"I? Indeed I didn't!" Mrs. Carr-Boldt said. "I had my breakfast and letters at seven, bath at eight, straightened out that squabble between Swann and the cook,—I think Paul is still simmering, but that's neither here nor there!—then I went down with the vet to see the mare. Joe'll never forgive me if I've really broken the creature's knees!—then I telephoned mother, and saw Harriet's violin man, and talked to that Italian Joe sent up to clean the oils,—he's in the gallery now, and—let's see—"
"Italian lesson," Margaret prompted.
"Italian lesson," the other echoed, "and then came in here to sign my cheques."
"You're so executive, Harriet!" said Mrs. Crawford, languidly.
"Apropos of Swann," Margaret said, "he confided to me that he has seven children—on a little farm down on Long Island."
"The butler—oh, I dare say!" Mrs. Watson agreed. "They can, because they've no standard to maintain—seven, or seventeen—the only difference in expense is the actual amount of bread and butter consumed."

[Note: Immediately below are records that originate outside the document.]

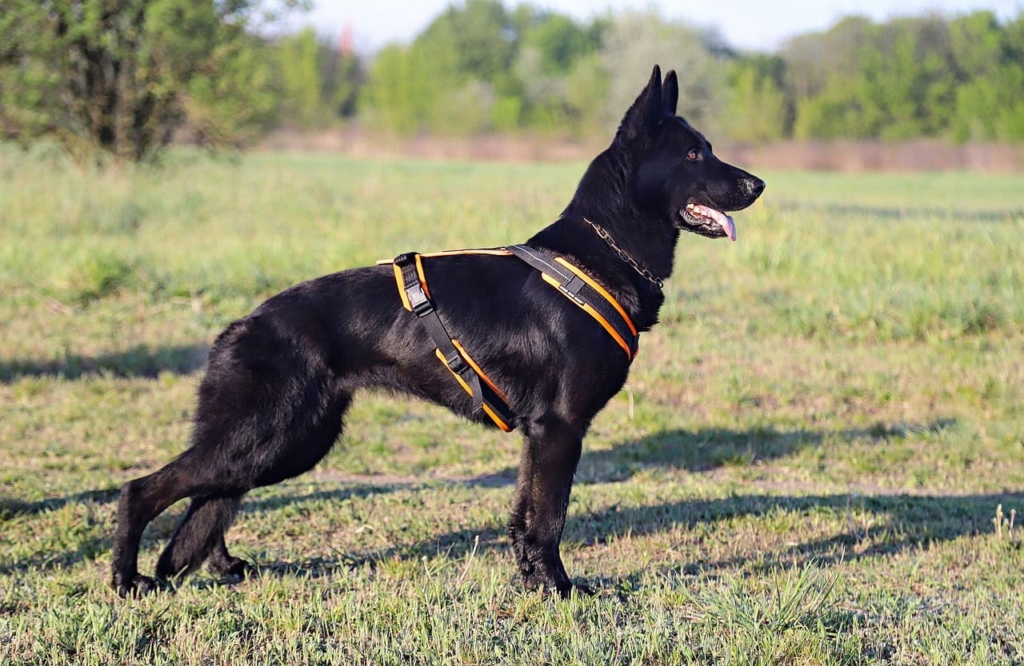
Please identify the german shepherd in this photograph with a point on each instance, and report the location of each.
(279, 381)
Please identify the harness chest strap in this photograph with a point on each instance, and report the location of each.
(558, 273)
(582, 290)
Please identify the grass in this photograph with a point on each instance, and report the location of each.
(817, 459)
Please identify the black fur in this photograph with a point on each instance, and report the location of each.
(279, 381)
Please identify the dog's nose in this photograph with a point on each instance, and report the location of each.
(754, 185)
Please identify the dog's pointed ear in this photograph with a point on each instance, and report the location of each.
(647, 111)
(670, 93)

"It's too bad," said Mrs. Crawford. "But you've got to handle the question sanely and reasonably, like any other. Now, I love children," she went on. "I'm perfectly crazy about my sister's little girl. She's eleven now, and the cutest thing alive. But when I think of all Mabel's been through, since she was born,—I realize that it's a little too much to expect of any woman. Now, look at us,—there are thousands of people fixed as we are. We're in an apartment hotel, with one maid. There's no room for a second maid, no porch and no back yard. Well, the baby comes,—one loses, before and after the event, just about six months of everything, and of course the expense is frightful, but no matter!—the baby comes. We take a house. That means three indoor maids, George's chauffeur, a man for lawn and furnace—that's five—"
"Doubling expenses," said Mrs. Carr-Boldt, thoughtfully.
"Doubling—! Trebling, or more. But that's not all. Baby must be out from eleven to three every day. So you've got to go sit by the carriage in the park while nurse goes home for her lunch. Or, if you're out for luncheon, or giving a luncheon, she brings baby home, bumps the carriage into the basement, carries the baby upstairs, eats her lunch in snatches—the maids don't like it, and I don't blame them! I know how it was with Mabel; she had to give up that wonderful old apartment of theirs on Gramercy Park. Sid had his studio on the top floor, and she had such a lovely flat on the next floor, but there was no lift, and no laundry, and the kitchen was small—a baby takes so much fussing! And then she lost that splendid cook of hers, Germaine. She wouldn't stand it. Up to that time she'd been cooking and waiting, too, but the baby ended that. Mabel took a house, and Sid paid studio rent beside, and they had two maids, and then three maids,—and what with their fighting, and their days off, and eternally changing, Mabel was a wreck. I've seen her trying to play a bridge hand with Dorothy bobbing about on her arm—poor girl! Finally they went to a hotel, and of course the child got older, and was less trouble. But to this day Mabel doesn't dare leave her alone for one second. And when they go out to dinner, and leave her alone in the hotel, of course the child cries—!"
"That's the worst of a kiddie," Mrs. Watson said. "You can't ever turn 'em off, as it were, or make it spades! They're always right on the job. I'll never forget Elsie Clay. She was the best friend I had,—my bridesmaid, too. She married, and after a while they took a house in Jersey because of the baby. I went out there to lunch one day. There she was in a house perfectly buried in trees, with the rain sopping down outside, and smoke blowing out of the fireplace, and the drawing-room as dark as pitch at two o'clock. Elsie said she used to nearly die of loneliness, sitting there all afternoon long listening to the trains whistling, and the maid thumping irons in the kitchen, and picking up the baby's blocks. And they quarrelled, you know, she and her husband—that was the beginning of the trouble. Finally the boy went to his grandmother, and now believe Elsie's married again, and living in California somewhere."